After a day at church the next morning, Dad decided we were going to take a drive down to the beach. Of course the Motor Home got stuck in the sand and after probably an hour of pushing and sand flying everywhere, a pretty big crowd of people had gathered around, yelling advice in Spanish and English. Finally a driver in a fancy SUV came to check out the circus and he pulled all of his floor mats out to put under our tires for traction. This worked like a miracle and we drove off the beach to the cheers of the crowd.

The next day we spent driving back across the border when disaster struck again (where else?) in Globe, AZ. Paul was driving and Dad told him to pull up to an auto parts store. Paul pulled right up facing the front window of the store before he realized the Motor Home was stuck in drive, which meant we couldn’t go in reverse. My dad called a tow truck and paid $38 for them to pull us back 20 feet, and a handy fellow inside the store figured out a way to hotwire the Motor Home so we could drive away. Dad, not wanting to turn the engine off for fear we’d never get home again, sat in the parking lot of Taco Bell with his foot jammed on the brake while we ate dinner inside.

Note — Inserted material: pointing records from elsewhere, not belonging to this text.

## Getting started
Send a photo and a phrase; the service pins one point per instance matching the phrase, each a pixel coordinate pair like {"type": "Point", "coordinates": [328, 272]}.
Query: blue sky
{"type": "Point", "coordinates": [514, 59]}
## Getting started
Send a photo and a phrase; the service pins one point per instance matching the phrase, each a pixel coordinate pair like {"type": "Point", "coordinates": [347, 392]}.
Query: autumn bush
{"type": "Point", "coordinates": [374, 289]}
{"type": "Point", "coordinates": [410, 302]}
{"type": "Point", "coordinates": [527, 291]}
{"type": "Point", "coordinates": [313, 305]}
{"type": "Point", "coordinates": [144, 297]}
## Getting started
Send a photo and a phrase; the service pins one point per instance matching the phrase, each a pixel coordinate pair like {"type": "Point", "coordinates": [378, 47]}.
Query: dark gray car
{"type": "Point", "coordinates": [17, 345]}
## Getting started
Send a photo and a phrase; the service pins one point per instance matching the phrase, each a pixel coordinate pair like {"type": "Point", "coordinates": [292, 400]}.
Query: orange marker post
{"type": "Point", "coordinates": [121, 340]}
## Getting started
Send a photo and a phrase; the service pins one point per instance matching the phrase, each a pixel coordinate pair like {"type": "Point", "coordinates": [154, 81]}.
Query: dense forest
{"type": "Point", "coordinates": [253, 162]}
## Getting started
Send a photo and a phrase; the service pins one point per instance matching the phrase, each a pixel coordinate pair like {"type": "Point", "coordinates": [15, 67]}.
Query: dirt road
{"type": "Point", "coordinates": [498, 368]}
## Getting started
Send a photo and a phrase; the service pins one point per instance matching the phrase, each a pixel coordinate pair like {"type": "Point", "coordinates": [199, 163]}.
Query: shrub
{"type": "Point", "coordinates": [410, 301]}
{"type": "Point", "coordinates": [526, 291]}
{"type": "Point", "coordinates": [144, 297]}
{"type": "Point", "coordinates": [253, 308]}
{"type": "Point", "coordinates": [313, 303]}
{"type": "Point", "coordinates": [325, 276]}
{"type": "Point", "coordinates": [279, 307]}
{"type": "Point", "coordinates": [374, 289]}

When we arrived home to Show Low, it was fairly late. We younger kids went to bed and the older kids sat up with our parents talking about what to do with the Motor Home. Someone made the suggestion to sell the durn thing, and everyone quickly agreed. Dad looked like a hundred pound weight had been taken off his shoulders and said, "I don't think I’ve ever felt more relieved in my entire life."

Dad sold the motor home the next April to my mom’s parents, who sold it to a woman who needed a place to live. The Motor Home—that marvelous piece of machinery that had been our home, our nemesis, the albatross around my dad’s neck—faded quietly out of our lives.